Retour sur le webinar organisé par l'AFTM


Le business travel est touché de plein fouet par la crise liée au Covid-19. Quid de la reprise de l'activité dans un contexte incertain, du trafic aérien et des multiples freins auxquels doit faire face le secteur ? L'Association Française du Travel Management (AFTM) a fait un point d'étape le 1er juillet dernier à l'occasion d'un webinar qui a accueilli Sammy Gammar, responsable des achats indirects Bouygues Construction, Manuel Flahault, Corporate Sales Director chez Air France-KLM, Patricia Morosini, directrice voyage d'affaires Selectour Radius Travel et Marc Houalla, directeur général adjoint de l'aéroport Paris-CDG (Groupe ADP). Pour aller plus loin, voici l'intégralité du webinar.

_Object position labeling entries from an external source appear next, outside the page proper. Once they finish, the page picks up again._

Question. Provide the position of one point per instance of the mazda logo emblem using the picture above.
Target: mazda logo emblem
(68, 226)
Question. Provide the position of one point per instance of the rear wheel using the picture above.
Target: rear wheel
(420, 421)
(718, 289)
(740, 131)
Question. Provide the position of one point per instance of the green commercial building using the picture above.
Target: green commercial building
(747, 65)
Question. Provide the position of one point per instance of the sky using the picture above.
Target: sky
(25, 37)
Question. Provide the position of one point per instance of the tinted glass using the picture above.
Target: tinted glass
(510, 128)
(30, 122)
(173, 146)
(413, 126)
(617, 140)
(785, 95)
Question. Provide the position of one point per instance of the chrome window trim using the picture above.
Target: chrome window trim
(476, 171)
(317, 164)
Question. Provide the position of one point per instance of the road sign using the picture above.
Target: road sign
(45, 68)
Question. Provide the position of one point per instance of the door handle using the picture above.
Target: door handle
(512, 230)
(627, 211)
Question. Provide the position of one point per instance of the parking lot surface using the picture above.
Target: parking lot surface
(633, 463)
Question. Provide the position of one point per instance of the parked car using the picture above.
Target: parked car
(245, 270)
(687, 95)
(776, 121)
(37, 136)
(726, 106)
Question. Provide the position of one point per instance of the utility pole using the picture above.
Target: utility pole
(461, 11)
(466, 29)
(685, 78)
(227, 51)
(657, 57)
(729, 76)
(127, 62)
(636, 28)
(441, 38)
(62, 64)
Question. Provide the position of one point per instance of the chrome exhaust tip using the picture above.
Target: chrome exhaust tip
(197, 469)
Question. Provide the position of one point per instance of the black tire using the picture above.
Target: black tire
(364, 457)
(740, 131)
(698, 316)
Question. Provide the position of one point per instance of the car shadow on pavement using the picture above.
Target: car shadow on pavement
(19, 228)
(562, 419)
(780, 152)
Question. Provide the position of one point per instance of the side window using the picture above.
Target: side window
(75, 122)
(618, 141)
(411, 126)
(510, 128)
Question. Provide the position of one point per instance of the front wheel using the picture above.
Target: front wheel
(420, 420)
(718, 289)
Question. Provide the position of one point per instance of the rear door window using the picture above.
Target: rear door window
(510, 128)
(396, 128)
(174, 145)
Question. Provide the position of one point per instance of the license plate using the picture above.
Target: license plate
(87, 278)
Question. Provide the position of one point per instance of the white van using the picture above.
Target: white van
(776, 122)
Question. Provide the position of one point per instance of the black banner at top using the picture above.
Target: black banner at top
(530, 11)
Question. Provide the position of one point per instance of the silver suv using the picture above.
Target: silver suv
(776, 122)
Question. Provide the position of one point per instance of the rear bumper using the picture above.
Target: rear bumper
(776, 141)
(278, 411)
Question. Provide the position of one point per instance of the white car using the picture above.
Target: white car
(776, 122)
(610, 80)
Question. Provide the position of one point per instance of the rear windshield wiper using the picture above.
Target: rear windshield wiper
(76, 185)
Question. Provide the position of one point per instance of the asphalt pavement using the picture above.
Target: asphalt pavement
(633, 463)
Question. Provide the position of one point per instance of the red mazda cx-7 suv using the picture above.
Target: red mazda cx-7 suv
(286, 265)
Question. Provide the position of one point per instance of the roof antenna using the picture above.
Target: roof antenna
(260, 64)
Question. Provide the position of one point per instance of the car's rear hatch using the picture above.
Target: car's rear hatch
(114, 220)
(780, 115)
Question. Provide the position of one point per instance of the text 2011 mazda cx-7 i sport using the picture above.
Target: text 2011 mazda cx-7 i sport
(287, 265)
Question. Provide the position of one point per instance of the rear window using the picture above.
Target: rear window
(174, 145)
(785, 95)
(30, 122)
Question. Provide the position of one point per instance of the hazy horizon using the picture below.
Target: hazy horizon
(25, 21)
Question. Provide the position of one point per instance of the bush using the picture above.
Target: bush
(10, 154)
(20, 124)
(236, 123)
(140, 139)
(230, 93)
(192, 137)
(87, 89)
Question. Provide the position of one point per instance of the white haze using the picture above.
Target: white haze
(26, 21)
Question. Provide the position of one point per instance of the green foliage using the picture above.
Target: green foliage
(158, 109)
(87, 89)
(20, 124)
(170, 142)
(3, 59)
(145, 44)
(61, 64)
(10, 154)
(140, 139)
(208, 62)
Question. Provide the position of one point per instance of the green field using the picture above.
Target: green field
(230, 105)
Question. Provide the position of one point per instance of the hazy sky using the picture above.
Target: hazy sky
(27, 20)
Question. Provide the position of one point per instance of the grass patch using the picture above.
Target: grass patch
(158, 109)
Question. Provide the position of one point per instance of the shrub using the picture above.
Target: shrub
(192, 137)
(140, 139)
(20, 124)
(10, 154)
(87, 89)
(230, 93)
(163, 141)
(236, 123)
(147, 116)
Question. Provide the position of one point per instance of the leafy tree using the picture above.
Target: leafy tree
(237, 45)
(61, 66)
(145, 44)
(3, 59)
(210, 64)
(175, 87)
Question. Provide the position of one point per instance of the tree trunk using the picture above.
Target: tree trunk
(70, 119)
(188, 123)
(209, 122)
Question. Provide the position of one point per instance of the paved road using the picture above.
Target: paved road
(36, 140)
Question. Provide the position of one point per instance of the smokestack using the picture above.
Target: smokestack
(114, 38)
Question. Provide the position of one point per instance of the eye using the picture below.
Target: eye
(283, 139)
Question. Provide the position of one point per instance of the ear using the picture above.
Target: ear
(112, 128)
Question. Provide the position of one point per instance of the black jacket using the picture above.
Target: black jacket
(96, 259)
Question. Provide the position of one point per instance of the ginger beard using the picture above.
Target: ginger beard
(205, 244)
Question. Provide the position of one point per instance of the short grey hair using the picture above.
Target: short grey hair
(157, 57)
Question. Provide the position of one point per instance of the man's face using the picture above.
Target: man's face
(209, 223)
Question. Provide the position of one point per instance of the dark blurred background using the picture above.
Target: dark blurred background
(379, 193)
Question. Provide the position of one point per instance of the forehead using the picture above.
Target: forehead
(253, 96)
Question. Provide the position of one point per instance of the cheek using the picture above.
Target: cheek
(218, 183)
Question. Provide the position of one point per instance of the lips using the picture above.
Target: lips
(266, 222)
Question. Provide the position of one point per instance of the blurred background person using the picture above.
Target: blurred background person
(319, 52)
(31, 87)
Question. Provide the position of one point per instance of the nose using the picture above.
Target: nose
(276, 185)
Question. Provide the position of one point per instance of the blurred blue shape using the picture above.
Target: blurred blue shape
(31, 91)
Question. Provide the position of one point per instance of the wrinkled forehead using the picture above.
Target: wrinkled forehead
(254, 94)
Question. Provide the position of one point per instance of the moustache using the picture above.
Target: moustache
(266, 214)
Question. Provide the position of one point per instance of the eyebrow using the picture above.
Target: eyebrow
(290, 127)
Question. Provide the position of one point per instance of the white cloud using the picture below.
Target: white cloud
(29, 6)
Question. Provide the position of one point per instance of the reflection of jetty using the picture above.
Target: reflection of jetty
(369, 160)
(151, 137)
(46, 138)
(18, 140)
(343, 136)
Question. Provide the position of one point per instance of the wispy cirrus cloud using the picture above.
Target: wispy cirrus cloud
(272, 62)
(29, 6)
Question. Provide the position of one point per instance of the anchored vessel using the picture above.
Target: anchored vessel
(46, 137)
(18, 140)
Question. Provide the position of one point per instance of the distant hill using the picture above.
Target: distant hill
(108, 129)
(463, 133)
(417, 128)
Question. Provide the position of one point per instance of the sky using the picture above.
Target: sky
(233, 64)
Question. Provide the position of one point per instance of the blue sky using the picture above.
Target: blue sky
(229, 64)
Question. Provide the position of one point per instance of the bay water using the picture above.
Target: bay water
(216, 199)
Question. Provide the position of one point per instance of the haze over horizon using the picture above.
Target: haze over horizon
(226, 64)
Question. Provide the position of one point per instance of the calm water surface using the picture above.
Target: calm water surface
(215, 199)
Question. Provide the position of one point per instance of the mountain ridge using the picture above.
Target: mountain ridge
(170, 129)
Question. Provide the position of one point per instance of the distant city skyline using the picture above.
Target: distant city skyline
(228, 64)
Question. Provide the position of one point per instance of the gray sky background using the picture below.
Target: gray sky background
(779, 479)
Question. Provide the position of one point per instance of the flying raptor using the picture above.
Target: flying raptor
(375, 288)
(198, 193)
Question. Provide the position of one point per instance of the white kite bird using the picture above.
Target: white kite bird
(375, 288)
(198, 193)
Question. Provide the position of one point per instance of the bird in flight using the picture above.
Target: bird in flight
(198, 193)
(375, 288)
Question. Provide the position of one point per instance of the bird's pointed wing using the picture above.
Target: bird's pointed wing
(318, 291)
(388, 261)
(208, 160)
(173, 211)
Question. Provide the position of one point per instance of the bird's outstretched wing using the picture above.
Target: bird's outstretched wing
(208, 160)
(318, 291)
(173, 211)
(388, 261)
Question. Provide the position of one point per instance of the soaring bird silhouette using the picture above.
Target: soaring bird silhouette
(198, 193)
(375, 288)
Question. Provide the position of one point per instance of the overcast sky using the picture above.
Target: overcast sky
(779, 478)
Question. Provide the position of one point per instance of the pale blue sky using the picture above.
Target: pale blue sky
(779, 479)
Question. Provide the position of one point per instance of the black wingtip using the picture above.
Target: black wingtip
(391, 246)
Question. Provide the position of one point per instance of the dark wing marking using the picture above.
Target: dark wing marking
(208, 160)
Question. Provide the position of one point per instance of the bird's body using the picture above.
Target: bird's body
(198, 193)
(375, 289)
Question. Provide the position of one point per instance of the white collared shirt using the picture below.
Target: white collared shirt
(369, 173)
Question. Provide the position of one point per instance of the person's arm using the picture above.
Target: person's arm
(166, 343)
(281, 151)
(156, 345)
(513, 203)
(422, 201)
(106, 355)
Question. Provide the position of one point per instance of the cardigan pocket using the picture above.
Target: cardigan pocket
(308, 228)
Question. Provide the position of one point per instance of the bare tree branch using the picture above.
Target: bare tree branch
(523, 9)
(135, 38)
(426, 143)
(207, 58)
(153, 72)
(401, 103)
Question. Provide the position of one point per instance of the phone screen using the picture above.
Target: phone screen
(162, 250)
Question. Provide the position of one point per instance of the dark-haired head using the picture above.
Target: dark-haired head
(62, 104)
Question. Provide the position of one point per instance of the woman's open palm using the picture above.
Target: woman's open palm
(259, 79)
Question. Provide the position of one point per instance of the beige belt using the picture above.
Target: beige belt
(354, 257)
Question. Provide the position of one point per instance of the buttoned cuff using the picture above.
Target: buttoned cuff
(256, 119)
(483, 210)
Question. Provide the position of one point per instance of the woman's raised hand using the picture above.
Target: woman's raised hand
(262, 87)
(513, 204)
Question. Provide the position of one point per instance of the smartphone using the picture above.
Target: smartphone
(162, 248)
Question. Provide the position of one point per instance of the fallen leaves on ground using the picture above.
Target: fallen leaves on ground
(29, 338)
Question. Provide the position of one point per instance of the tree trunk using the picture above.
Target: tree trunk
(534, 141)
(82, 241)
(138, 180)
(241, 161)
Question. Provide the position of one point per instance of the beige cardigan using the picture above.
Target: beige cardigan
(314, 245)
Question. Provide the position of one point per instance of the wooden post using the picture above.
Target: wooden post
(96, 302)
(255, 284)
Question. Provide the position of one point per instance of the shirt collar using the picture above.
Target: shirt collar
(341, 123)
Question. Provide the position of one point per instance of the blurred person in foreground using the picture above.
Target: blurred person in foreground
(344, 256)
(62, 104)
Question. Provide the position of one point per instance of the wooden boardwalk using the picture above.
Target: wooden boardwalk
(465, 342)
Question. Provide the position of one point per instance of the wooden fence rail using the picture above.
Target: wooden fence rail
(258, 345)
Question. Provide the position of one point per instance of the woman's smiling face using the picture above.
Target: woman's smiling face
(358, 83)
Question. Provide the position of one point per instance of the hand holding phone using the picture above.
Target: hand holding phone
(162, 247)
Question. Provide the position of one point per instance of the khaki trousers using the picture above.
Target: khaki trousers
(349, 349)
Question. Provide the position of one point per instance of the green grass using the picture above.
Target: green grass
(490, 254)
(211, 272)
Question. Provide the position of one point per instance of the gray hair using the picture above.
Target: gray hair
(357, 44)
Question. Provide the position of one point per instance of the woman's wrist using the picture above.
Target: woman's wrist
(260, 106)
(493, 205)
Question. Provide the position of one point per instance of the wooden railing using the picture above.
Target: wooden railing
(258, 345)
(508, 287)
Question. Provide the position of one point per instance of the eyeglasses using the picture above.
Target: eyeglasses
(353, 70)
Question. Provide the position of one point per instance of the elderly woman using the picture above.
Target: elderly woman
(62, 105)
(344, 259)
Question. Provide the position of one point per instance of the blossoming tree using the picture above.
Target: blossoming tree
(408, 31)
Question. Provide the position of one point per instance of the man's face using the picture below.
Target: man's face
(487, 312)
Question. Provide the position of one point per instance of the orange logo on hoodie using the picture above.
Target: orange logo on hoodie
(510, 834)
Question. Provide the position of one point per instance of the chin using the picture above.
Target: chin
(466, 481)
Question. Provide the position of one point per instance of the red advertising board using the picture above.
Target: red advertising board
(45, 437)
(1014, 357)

Rédigé par le Mercredi 8 Juillet 2020

Les prévisions concernant la reprise du transport aérien sont loin d'être optimistes.

Comme le rappelle Manuel Flahault, Corporate Sales Director chez Air France-KLM, "le secteur traverse la pire crise depuis la Seconde Guerre mondiale".

Les avions cloués au sol reprennent lentement du service, mais la reprise ne sera pas fulgurante, loin sans faut. Dépendante de la réouverture des frontières, l'Europe, malgré les discours de façade, tire en ordre dispersé.

Ajoutez à cela une incertitude ambiante qui provoque des fermetures ou des changements de conditions d'entrée parfois du jour au lendemain, difficile pour l'industrie touristique d'y voir clair.

Dans ce contexte inédit, l'Association internationale du transport aérien (IATA) prévoit une baisse du trafic aérien comprise entre -45% et -62% en 2020 et pas de retour aux niveaux de 2019 avant 2023.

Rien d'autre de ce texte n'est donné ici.